The UN and its humanitarian partners are seeking $3.85 billion to reach 16 million people in Yemen this year, or nearly 80 per cent of the population, as the country descends deeper into crisis.
The 2021 Humanitarian Response Plan (HRP) for the country, published on Tuesday, aims to provide aid and protection amid ongoing armed conflict, recurrent natural hazards, displacement, economic collapse and the breakdown of basic services.
Fighting between Government forces, backed by Saudi-led coalition, and the Ansar Allah armed movement, also known as Houthis, has devastated the country, causing widespread death and injury.
“The toll that more than six years of conflict have taken on the people of Yemen is devastating,” said David Gressly, the Humanitarian Coordinator for Yemen.
“People in Yemen need urgent humanitarian assistance to fend off hunger, to access essential health services, to maintain their dignity and resilience and to rebuild their communities.”
Yemen remains the world’s worst humanitarian crisis and is now “hurtling towards the worst famine the world has seen in decades”, Mr. Gressly wrote in the forward to the plan.
“Unprecedented levels of humanitarian assistance helped to avert a famine and other disasters in 2019, yet the underlying drivers of the crisis persist”, he continued, noting that as the conflict continues, vulnerable people are increasingly unable to cope.
The HRP covers three strategic objectives: preventing disease outbreaks and reducing suffering and death; averting famine, malnutrition and restoring livelihoods, and protecting and assisting civilians.
Priorities will focus on areas that include providing food assistance, reducing outbreaks of cholera and infectious disease, and delivering basic services to displaced people living in emergency conditions.
Humanitarian response last year was significantly underfunded, which forced the closure or reduction of key programmes. As a result, families received only half as much food as they should have and facilities providing water, sanitation and health services stopped delivering.
Despite immense challenges, humanitarian partners reached up to 10.7 million people per month in 2020, but they fear Yemen could slide further into crisis if adequate funding is not received this year.

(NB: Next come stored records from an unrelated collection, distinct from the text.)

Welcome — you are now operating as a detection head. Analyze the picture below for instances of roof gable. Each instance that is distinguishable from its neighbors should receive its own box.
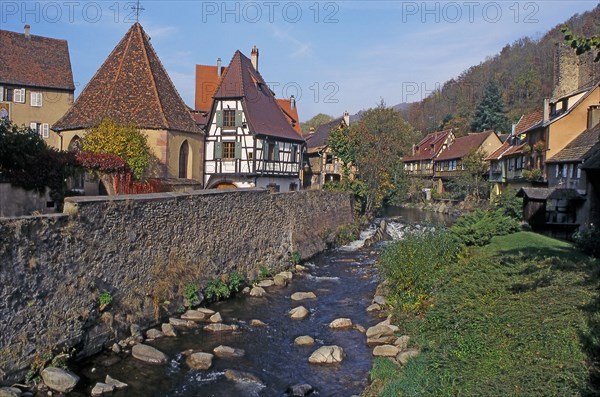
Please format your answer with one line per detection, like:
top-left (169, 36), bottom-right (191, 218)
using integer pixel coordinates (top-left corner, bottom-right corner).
top-left (0, 30), bottom-right (75, 91)
top-left (214, 50), bottom-right (304, 142)
top-left (435, 131), bottom-right (495, 161)
top-left (53, 23), bottom-right (200, 133)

“Yemen is approaching the point of no return. If we make the wrong choice now, Yemen will experience the worst famine the world has seen in decades,” said Mr. Gressly.
“What the international donor community chooses to do next is vitally important. It is a choice between fully funding the humanitarian operation or doing nothing and watching the country fall deeper into famine.”
He urged donor countries to provide immediate support to Yemen, adding “The millions of Yemenis who are starving, suffering from disease and bearing the brunt of six years of protracted conflict can’t wait. Yemen can’t wait.”